Former Australian Test captain and legendary commentator Richie Benaud called it an “astonishing game”. Australian skipper Ricky Ponting described it as “the best Test win I’ve ever been a part of”. It’s hardly surprising.
This clash delivered all that is great about Test cricket. Climaxing with a grandstand finish after five days of fluctuating fortunes, England had taken an early stranglehold on the Test only for the Aussies to snatch an unforgettable win as the sun was setting on Adelaide Oval late on the last day.
Ponting’s Aussies had scored a crushing first Test win at the Gabba as they set their sights on regaining the Ashes. But they were up against it as England powered to 3/468 on the second day of the second Test.
Paul Collingwood made a double-century and Kevin Pietersen was finally run out for 158, the famous Barmy Army in full voice at a packed Adelaide Oval. Champion Australian leg-spinner Shane Warne was reduced to mere mortal with figures of 1/167 as England finally declared at 6/551.
But the Aussies were on a roll – on their way to 16 successive Test wins – and with a battling line-up of Justin Langer, Matthew Hayden, Ponting, Damien Martyn, Michael Clarke, Mike Hussey and Adam Gilchrist and an attack featuring Glenn McGrath, Brett Lee and Warne that was hardly surprising.
Ponting and Clarke, always right at home at Adelaide Oval, where they both averaged more than 60 in Tests, plundered centuries, while Hussey made 91 and Gilchrist a cameo 64. Australia had edged within 38 runs of England’s massive tally but by now it was late on day four, so surely a draw was a mere formality.
When England had reached 1/69 on the final morning the Aussies looked out of it.
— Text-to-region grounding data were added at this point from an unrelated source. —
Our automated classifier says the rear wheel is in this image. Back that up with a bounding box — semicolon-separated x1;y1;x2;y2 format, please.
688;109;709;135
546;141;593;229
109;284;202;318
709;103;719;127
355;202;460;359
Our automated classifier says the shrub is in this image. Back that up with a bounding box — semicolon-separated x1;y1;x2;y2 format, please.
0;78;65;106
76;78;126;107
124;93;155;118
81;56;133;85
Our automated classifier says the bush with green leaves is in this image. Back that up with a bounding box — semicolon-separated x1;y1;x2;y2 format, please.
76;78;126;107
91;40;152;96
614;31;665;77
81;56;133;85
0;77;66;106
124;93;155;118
But Warne was about to turn the Test on its head.
The champion leg-spinner was at his tantalising, accurate best, spinning the ball viciously as he bowled unchanged through two sessions from the scoreboard end. He picked up the key wicket of Andrew Strauss for 34 to start a collapse, his standout dismissal being Pietersen bowled around his legs by a ripping leggie for two. The Englishmen played into Warnie’s hands by going on the defensive.
He claimed 4/49 from 32 overs, England was bowled out for 129 and the Aussies – needing 168 from 36 overs – were right back in it.
Openers Langer and Hayden were dismissed with just 33 runs on the famous old Adelaide board and the Barmy Army was starting to make some noise. But Ponting (49) put the Aussies on the right track before Mike Hussey again showed why he was known as Mr Cricket.
He timed his run perfectly with an unbeaten 61 from 66 balls, stroking Jimmy Anderson through the covers to clinch an astonishing win, leaping and punching the air in jubilation, sparking scenes of celebration in the dressing room and around the ground.